= Rebecca Cheung =

Scottish electronics engineer

Rebecca Cheung is a Scottish electronics engineer whose research interests include nanoelectronics, micro-electromechanical systems, and biomimetics based on materials including silicon carbide and graphene. She is a professor in the University of Edinburgh School of Engineering, affiliated with its program in electronics and electrical engineering and its research institite in integrated micro and nano systems.

==Education and career==
Cheung is the daughter of an engineer. She was educated at the University of Glasgow where, after receiving first class honours in electronics and electrical engineering, she completed a Ph.D. in 1990.
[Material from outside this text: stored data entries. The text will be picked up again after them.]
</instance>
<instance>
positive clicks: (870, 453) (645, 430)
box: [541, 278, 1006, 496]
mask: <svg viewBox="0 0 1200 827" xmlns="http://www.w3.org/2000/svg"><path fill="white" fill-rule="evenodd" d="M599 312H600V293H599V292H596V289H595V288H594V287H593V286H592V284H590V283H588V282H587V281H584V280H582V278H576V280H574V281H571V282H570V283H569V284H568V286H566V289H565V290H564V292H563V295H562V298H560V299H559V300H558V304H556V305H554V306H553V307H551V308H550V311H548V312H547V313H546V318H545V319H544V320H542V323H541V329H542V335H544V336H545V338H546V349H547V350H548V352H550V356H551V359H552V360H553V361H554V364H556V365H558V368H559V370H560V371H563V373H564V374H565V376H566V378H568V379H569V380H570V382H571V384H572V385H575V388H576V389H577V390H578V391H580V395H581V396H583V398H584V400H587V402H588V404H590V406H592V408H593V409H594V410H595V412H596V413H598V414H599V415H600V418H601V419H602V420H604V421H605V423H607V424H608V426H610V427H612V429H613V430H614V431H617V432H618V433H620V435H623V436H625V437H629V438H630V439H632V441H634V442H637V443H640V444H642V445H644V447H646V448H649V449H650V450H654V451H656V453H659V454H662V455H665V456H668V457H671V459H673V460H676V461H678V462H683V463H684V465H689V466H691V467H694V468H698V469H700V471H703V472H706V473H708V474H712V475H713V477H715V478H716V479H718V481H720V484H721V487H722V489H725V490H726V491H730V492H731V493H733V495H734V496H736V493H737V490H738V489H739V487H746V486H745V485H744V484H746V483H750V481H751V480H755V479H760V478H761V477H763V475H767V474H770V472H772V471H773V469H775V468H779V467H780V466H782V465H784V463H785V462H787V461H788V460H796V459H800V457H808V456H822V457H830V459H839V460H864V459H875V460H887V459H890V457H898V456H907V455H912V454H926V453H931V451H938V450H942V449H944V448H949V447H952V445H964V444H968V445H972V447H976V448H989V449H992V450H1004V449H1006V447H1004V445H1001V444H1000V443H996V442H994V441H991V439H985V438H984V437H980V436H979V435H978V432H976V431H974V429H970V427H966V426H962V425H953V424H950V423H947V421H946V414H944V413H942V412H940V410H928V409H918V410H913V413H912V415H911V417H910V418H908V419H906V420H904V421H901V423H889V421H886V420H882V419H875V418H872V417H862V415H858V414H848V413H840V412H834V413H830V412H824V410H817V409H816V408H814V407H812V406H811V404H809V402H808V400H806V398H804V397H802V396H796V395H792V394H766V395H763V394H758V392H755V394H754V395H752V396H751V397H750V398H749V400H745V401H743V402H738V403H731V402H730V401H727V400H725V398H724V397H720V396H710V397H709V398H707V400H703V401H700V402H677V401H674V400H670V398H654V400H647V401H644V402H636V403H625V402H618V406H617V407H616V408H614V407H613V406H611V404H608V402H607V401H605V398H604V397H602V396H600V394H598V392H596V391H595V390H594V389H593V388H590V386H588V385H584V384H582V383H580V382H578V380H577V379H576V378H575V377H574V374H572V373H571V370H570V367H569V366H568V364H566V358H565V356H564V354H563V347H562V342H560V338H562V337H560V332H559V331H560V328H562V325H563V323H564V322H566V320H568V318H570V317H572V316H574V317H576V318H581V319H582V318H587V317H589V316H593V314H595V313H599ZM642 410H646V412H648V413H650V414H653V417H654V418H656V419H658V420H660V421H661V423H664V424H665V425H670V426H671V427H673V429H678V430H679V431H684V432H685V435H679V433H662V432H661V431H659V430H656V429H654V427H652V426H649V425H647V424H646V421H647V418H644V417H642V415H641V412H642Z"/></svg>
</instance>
After postdoctoral research on semiconductor technology and mesoscopic physics at the University of Glasgow, ETH Zurich in Switzerland, Delft University of Technology in the Netherlands, and University of Canterbury in New Zealand, she returned to Scotland to take a position at the University of Edinburgh in 2000. Initially a lecturer, she was later promoted to reader, and then in 2007 given a personal chair as a professor. At Edinburgh, she has headed the Institute for Integrated Micro and Nano Systems in the Scottish Microelectronics Centre.

==Recognition==
Cheung was elected as a Fellow of the Royal Society of Edinburgh (FRSE) in 2012. She is also a Fellow of the Institution of Engineering and Technology. She was the 2024 recipient of the Women in Nanofabrication Award at the 3-Beams Conference for Nanofabrication. The Women's Engineering Society named her as one of the winners of their Top 50 Women in Engineering 2026 Awards.